Increases Heart Rate
Aerobic exercise such as brisk walking, jogging or running improves your heart health and may help you live longer, according to an article from National Public Radio. A slower warmup will increase your heart rate at a comfortable pace until you are ready for a more strenuous aerobic workout. Increased heart rate also increases the flow of blood throughout your body. Speak to your doctor before beginning any exercise program, especially if you have any heart problems or other health conditions.
Increases Blood Flow
Warming up brings more blood to your muscles. This supplies them with additional oxygen, energy and nutrients which improve strength and endurance during the more strenuous training that follows, according to HealthGuidance.org.
Makes Muscles More Supple
A warm-up stretch usually makes your muscles more supple and your joints more limber.

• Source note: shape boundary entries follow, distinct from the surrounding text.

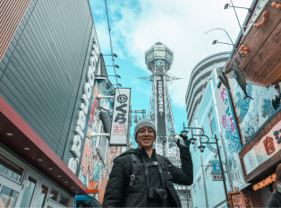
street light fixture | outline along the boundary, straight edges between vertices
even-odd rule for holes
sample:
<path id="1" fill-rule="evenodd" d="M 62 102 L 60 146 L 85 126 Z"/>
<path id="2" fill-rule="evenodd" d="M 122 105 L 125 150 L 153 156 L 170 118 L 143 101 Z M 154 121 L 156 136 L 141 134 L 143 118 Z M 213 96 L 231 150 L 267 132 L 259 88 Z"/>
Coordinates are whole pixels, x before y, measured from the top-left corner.
<path id="1" fill-rule="evenodd" d="M 117 75 L 107 75 L 107 76 L 115 76 L 115 77 L 121 79 L 121 76 L 119 74 L 117 74 Z"/>
<path id="2" fill-rule="evenodd" d="M 182 135 L 183 135 L 183 137 L 187 137 L 186 135 L 187 135 L 187 134 L 188 134 L 188 131 L 183 130 L 183 131 L 181 132 L 181 134 L 182 134 Z"/>
<path id="3" fill-rule="evenodd" d="M 117 84 L 114 84 L 114 85 L 117 85 L 118 87 L 122 87 L 121 83 L 117 83 Z"/>
<path id="4" fill-rule="evenodd" d="M 203 145 L 198 146 L 198 149 L 199 149 L 201 152 L 204 152 L 205 148 L 206 148 L 206 146 L 203 146 Z"/>
<path id="5" fill-rule="evenodd" d="M 109 54 L 109 55 L 102 55 L 102 56 L 115 56 L 115 57 L 117 57 L 117 55 L 116 55 L 116 54 L 115 54 L 115 53 L 113 53 L 113 54 Z"/>
<path id="6" fill-rule="evenodd" d="M 113 67 L 116 67 L 116 68 L 119 69 L 119 65 L 106 65 L 106 66 L 113 66 Z"/>
<path id="7" fill-rule="evenodd" d="M 224 9 L 229 9 L 230 7 L 235 7 L 235 8 L 239 8 L 239 9 L 247 9 L 249 11 L 249 13 L 251 12 L 251 8 L 246 8 L 246 7 L 240 7 L 240 6 L 233 6 L 231 5 L 230 4 L 226 4 L 225 5 L 225 8 Z"/>
<path id="8" fill-rule="evenodd" d="M 209 30 L 209 31 L 207 31 L 205 34 L 207 34 L 207 33 L 209 33 L 209 32 L 210 32 L 210 31 L 212 31 L 212 30 L 224 30 L 226 33 L 226 35 L 228 36 L 228 39 L 230 39 L 230 41 L 231 41 L 231 45 L 233 45 L 233 47 L 234 48 L 235 48 L 235 46 L 234 46 L 234 41 L 232 41 L 232 39 L 231 39 L 231 38 L 230 38 L 230 36 L 228 35 L 228 32 L 225 30 L 225 29 L 221 29 L 221 28 L 215 28 L 215 29 L 212 29 L 212 30 Z M 217 44 L 217 43 L 219 43 L 217 39 L 215 39 L 214 41 L 213 41 L 213 45 L 215 45 L 215 44 Z"/>
<path id="9" fill-rule="evenodd" d="M 215 153 L 217 153 L 218 155 L 218 159 L 219 159 L 219 163 L 220 163 L 220 167 L 221 167 L 221 174 L 222 174 L 222 178 L 223 178 L 223 183 L 224 183 L 224 188 L 225 188 L 225 195 L 226 195 L 226 204 L 227 204 L 227 207 L 229 208 L 230 205 L 229 205 L 229 198 L 228 198 L 228 194 L 227 194 L 227 188 L 226 188 L 226 177 L 225 177 L 225 171 L 224 171 L 224 167 L 223 167 L 223 162 L 221 160 L 221 157 L 220 157 L 220 150 L 219 150 L 219 146 L 218 146 L 218 139 L 217 138 L 217 134 L 215 134 L 215 143 L 210 143 L 209 142 L 209 138 L 204 134 L 204 129 L 202 128 L 199 128 L 199 127 L 184 127 L 184 124 L 183 124 L 183 130 L 184 129 L 192 129 L 192 137 L 195 135 L 195 136 L 200 136 L 200 146 L 198 146 L 198 149 L 203 152 L 206 146 L 202 145 L 203 143 L 206 143 L 207 144 L 207 147 L 208 149 L 209 149 L 211 152 L 215 152 Z M 192 129 L 200 129 L 201 131 L 201 134 L 192 134 Z M 201 137 L 206 137 L 208 140 L 207 142 L 202 142 L 201 141 Z M 190 139 L 191 140 L 191 139 Z M 192 141 L 191 141 L 192 142 Z M 195 141 L 194 141 L 195 143 Z M 192 142 L 192 143 L 193 144 L 194 143 Z M 211 146 L 212 143 L 216 143 L 217 144 L 217 149 L 213 148 Z"/>
<path id="10" fill-rule="evenodd" d="M 233 4 L 232 0 L 230 0 L 230 2 L 231 2 L 231 4 L 226 4 L 225 5 L 225 9 L 228 9 L 228 7 L 233 7 L 234 8 L 235 15 L 236 15 L 237 22 L 238 22 L 238 24 L 239 24 L 239 27 L 240 27 L 240 30 L 241 30 L 241 32 L 242 32 L 242 35 L 244 37 L 245 33 L 244 33 L 243 29 L 241 27 L 241 23 L 239 22 L 239 19 L 238 19 L 237 13 L 236 13 L 235 6 L 234 6 L 234 4 Z M 238 8 L 244 8 L 244 7 L 238 7 Z M 249 11 L 249 9 L 248 9 L 248 11 Z"/>
<path id="11" fill-rule="evenodd" d="M 226 44 L 226 45 L 232 45 L 232 44 L 230 44 L 230 43 L 218 42 L 217 39 L 215 39 L 215 40 L 213 41 L 213 45 L 217 44 L 217 43 Z"/>

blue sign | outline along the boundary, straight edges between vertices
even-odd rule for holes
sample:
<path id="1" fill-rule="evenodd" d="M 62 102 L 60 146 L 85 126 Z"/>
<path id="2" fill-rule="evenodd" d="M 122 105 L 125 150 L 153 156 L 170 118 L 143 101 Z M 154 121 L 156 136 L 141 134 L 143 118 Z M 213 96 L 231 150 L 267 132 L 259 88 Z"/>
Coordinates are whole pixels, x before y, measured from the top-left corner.
<path id="1" fill-rule="evenodd" d="M 209 160 L 209 163 L 211 167 L 211 174 L 221 174 L 219 160 Z"/>

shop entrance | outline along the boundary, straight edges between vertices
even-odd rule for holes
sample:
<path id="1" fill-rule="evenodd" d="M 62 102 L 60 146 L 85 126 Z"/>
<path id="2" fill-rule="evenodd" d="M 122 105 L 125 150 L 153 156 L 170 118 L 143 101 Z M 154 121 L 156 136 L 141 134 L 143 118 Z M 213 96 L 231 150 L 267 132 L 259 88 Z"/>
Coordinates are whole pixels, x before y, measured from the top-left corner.
<path id="1" fill-rule="evenodd" d="M 0 148 L 0 207 L 67 207 L 70 195 Z"/>

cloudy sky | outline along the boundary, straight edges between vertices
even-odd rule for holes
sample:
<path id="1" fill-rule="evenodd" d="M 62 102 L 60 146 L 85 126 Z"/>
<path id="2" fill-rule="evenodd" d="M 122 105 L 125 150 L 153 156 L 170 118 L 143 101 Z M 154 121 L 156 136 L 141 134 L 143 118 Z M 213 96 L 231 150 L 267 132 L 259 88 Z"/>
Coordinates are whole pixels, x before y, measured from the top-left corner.
<path id="1" fill-rule="evenodd" d="M 160 41 L 174 51 L 170 71 L 182 78 L 169 86 L 169 94 L 176 132 L 187 123 L 184 97 L 190 74 L 203 58 L 232 49 L 228 45 L 212 45 L 214 39 L 230 42 L 223 30 L 207 31 L 222 28 L 235 42 L 239 25 L 233 8 L 224 10 L 229 0 L 107 0 L 107 10 L 112 32 L 113 49 L 120 68 L 120 83 L 132 88 L 132 109 L 149 109 L 151 86 L 139 77 L 149 71 L 144 53 Z M 250 7 L 251 0 L 233 0 L 236 6 Z M 98 39 L 103 54 L 110 54 L 108 27 L 105 1 L 89 0 Z M 237 9 L 241 23 L 248 11 Z M 108 56 L 109 57 L 109 56 Z M 106 65 L 112 65 L 110 58 Z M 107 67 L 108 74 L 114 74 Z M 115 83 L 115 78 L 110 79 Z M 147 113 L 148 114 L 148 113 Z"/>

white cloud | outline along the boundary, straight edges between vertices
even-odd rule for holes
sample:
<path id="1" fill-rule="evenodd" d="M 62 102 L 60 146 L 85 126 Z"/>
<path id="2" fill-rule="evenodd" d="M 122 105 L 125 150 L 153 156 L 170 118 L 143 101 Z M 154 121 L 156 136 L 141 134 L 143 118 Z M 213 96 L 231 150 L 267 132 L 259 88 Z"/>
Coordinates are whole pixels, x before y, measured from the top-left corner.
<path id="1" fill-rule="evenodd" d="M 150 98 L 151 96 L 151 90 L 148 91 L 147 89 L 144 89 L 143 87 L 140 86 L 140 81 L 139 80 L 133 80 L 132 82 L 132 85 L 137 89 L 138 92 L 137 94 L 144 94 L 146 96 L 148 96 L 149 98 Z"/>
<path id="2" fill-rule="evenodd" d="M 98 2 L 95 0 L 95 2 Z M 234 0 L 237 6 L 249 7 L 251 1 Z M 118 57 L 132 59 L 132 63 L 146 70 L 144 53 L 156 42 L 163 42 L 174 51 L 170 73 L 183 78 L 169 87 L 172 104 L 184 108 L 184 97 L 192 70 L 208 56 L 229 51 L 227 45 L 215 45 L 214 39 L 227 40 L 222 30 L 205 33 L 215 28 L 224 28 L 233 41 L 236 40 L 239 26 L 233 9 L 224 10 L 226 0 L 126 0 L 108 1 L 108 13 L 113 43 Z M 104 6 L 104 5 L 103 5 Z M 97 12 L 101 13 L 99 12 Z M 248 13 L 237 9 L 241 22 Z M 221 13 L 221 14 L 220 14 Z M 221 15 L 224 19 L 222 21 Z M 95 22 L 101 48 L 108 51 L 106 22 Z M 103 36 L 103 37 L 102 37 Z M 106 47 L 104 47 L 106 46 Z M 140 89 L 139 81 L 133 81 Z"/>

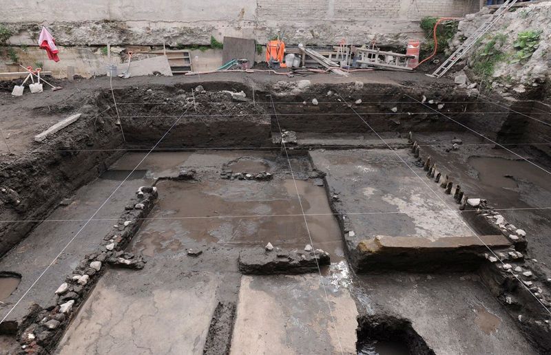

Stretching also increases muscle performance when you lift weights because it allows you to use a larger percentage of your muscle during each repetition. According to HealthGuidance.org, your muscles will be able to stretch more during resistance training, allowing you to exercise more of the muscle.
Warmed-up muscles are more supple and less prone to injury, according to the National Health Service of England. Warming up allows the body to work more efficiently, which helps prevent injuries and improves the results of your exercise routine. HealthGuidance.org says that warming up reduces the risk of muscle damage due to sudden movements; stretching the spine may reduce your risk of back injuries.